Ama bana ‘duygusuz’ demen

Şansını arttırmayacak gelecekte.

                                           Dr. Marshall B. Rosenberg (1934-2015)

 

Dr. Marshall ne kadar güzel özetlemiş şiiri ile “Şiddetsiz İletişim” kavramını... Marshall Rosenberg, küçük yaşta şiddete maruz kalan bir ailede büyümüş. İkinci Dünya Savaşı ortamında Yahudi bir ailenin çocuğu olarak dünyaya geldiğinden, çocukluk yılları sokakta, okulda her alanda şiddetle karşı karşıya kalarak geçmiş. Bu sebeptendir ki, daha o yıllarda 2 önemli soru ile hayatı sorgulamaya başlamış:

· Bizi, doğamızdaki şefkatten koparan, şiddet ve sömürü odaklı davranışlara yönelten nedir?

· Bazı insanların, en zor koşullar altında bile doğalarındaki şefkate bağlı kalmalarını sağlayan şey nedir?

Marshall, şefkatli kalabilme yeteneğini etkileyen sebepler üzerine çalışırken kelimeleri kullanış şeklimizin ne kadar önemli olduğunu fark ettiğini söyler. Ve sonrasında, iletişime, hem konuşmaya hem dinlemeye yönelik özel bir yaklaşım geliştirir. Bu yaklaşım, doğamızda var olan şefkatin gelişmesini sağlayacak şekilde, bizi kendimizle ve diğer insanlarla birleştiren, böylece birbirimizle GÖNÜLDEN bir alışverişe, paylaşıma yönelten bir yaklaşımdır. Bu yaklaşım ŞİDDETSİZ İLETİŞİM (Şefkat dili) olarak tanımlanır.  
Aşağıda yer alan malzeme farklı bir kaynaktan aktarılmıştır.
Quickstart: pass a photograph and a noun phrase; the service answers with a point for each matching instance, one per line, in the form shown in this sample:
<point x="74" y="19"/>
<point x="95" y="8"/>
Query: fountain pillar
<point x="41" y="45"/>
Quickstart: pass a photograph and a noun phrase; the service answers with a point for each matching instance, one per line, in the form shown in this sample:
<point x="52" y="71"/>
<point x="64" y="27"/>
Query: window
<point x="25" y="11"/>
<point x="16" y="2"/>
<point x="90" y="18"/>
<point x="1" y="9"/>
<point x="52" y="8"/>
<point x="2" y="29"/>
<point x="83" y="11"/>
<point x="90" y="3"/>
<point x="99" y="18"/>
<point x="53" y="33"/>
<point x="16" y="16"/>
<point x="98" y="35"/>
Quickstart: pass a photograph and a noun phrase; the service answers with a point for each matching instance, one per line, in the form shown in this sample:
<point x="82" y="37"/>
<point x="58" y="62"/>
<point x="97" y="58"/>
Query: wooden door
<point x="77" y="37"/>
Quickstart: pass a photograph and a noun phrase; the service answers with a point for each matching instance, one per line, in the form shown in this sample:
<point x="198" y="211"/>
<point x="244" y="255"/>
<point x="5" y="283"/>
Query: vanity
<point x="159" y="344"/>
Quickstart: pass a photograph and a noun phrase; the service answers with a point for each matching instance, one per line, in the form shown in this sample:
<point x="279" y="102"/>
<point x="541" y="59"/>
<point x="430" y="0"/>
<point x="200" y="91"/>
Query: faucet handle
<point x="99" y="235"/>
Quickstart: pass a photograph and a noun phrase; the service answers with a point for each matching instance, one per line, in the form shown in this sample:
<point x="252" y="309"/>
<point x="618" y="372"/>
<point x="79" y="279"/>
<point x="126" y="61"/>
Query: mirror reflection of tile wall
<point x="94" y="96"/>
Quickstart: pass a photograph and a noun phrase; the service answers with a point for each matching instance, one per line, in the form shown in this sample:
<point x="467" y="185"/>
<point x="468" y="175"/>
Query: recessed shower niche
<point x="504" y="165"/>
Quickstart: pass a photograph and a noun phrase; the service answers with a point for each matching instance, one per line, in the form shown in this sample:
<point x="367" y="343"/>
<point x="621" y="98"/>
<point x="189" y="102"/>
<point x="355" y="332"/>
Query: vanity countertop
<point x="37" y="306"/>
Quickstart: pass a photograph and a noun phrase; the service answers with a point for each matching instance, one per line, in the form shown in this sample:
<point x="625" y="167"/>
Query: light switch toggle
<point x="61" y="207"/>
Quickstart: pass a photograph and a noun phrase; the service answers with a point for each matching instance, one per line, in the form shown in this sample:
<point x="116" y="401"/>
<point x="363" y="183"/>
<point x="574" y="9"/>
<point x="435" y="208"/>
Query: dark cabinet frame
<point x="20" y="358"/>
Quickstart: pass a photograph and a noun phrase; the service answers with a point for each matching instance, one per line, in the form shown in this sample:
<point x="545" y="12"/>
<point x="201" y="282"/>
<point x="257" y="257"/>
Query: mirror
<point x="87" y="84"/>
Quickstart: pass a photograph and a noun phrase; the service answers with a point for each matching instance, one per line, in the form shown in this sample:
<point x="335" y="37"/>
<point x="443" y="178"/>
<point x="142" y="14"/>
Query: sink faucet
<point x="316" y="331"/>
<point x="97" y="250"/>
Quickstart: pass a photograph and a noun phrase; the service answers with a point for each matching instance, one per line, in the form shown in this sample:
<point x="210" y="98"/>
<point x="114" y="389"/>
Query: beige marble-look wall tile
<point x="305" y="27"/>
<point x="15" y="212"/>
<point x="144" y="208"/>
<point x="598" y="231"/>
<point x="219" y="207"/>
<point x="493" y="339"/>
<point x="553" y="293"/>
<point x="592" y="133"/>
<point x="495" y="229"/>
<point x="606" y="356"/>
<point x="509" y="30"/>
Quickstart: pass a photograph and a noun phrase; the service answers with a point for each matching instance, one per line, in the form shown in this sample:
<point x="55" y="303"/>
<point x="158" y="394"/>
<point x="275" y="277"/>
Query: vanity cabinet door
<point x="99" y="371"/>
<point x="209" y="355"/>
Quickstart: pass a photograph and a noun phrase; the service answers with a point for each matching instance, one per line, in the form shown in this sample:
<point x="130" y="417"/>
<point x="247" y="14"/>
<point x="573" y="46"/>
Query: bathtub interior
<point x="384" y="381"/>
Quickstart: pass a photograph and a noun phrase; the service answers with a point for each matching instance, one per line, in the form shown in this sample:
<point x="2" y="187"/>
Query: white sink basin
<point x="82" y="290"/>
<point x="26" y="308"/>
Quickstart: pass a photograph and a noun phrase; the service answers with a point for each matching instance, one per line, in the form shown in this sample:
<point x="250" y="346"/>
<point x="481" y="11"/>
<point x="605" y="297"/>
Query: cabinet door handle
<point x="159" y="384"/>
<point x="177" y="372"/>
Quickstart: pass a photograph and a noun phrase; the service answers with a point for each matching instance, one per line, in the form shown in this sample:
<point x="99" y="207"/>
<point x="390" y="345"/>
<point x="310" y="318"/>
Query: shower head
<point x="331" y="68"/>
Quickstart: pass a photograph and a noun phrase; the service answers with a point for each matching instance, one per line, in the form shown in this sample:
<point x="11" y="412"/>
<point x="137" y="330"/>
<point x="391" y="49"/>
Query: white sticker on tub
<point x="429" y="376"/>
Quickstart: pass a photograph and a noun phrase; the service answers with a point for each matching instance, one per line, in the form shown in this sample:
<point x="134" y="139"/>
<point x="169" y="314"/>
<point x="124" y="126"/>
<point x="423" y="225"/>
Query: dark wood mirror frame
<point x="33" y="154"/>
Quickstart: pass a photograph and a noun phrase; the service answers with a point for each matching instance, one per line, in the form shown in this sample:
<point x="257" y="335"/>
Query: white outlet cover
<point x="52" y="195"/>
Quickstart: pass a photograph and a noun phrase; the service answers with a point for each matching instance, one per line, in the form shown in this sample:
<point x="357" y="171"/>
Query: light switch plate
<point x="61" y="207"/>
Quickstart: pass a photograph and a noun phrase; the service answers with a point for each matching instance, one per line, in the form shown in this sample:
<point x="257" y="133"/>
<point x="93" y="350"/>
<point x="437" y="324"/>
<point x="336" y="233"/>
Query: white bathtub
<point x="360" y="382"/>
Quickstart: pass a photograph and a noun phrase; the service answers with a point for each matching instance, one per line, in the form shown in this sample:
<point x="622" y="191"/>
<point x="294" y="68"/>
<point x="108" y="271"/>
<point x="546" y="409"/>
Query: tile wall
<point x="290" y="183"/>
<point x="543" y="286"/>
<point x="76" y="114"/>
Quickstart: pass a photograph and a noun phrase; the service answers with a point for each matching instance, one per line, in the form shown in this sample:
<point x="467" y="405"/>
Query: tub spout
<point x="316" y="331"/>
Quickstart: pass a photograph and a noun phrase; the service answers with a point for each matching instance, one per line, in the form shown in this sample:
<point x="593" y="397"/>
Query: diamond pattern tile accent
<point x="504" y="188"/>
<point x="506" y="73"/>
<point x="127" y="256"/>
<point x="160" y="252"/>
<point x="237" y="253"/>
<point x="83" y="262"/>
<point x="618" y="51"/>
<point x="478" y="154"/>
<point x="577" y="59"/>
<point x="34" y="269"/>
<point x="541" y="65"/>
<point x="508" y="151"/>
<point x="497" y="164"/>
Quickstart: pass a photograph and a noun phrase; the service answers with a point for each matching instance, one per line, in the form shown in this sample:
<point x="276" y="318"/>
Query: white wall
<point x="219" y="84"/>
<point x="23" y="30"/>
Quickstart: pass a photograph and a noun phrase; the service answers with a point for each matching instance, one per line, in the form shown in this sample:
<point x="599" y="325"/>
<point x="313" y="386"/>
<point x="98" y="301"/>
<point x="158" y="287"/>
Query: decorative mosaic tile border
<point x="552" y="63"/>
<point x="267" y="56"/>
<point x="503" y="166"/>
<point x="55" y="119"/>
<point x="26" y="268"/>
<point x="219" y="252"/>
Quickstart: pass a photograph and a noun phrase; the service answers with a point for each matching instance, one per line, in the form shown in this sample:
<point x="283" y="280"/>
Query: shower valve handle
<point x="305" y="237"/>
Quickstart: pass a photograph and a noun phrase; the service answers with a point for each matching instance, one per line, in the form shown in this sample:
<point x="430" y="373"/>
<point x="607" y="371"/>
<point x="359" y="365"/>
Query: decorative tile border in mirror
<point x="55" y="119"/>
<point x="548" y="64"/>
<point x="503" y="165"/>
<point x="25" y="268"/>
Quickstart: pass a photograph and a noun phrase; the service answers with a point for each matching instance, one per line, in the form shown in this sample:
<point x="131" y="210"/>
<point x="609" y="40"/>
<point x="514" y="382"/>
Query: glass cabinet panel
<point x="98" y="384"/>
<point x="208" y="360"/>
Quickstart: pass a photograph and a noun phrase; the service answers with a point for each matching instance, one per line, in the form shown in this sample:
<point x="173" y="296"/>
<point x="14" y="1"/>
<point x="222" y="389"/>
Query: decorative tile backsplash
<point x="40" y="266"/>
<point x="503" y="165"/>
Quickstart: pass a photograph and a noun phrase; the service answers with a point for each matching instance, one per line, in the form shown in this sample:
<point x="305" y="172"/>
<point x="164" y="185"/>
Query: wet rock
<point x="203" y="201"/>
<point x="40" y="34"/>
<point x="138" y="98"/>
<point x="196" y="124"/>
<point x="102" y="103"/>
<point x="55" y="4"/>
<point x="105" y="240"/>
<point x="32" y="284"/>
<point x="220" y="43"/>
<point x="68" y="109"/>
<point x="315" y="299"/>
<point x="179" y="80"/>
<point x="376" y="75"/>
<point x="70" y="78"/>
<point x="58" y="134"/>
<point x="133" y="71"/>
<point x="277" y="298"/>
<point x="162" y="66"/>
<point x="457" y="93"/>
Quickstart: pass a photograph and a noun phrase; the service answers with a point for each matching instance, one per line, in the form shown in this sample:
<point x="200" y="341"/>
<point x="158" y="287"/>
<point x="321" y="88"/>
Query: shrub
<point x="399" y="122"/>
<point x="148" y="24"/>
Şiddetsiz iletişimin Dört Bileşeni

Şiddetsiz İletişim en temelde birbirimizle bağlantı kurmamızı hedefler. Gelin birlikte bakalım “Şiddetsiz İletişim”in temel kavramları nelermiş;

- Gözlem

- Duygular

- İhtiyaçlar

- Rica

Şiddetsiz İletişim’in iki yönü vardır:

  1. Kendimize yukardaki bu dört öğeyi içerecek şekilde ifade etmek,
  2. Dört öğe aracılığıyla karşımızdakini empati yoluyla dinlemek.

 

Gözlem

Şiddetsiz İletişim’in birinci bileşeni, gözlem ile değerlendirmeyi birbirinden ayırmayı içerir. Gözlem ile değerlendirmeyi birleştirdiğimizde, karşımızdakilerin eleştiri duyması ve söylediklerimize direnç göstermesi olasıdır.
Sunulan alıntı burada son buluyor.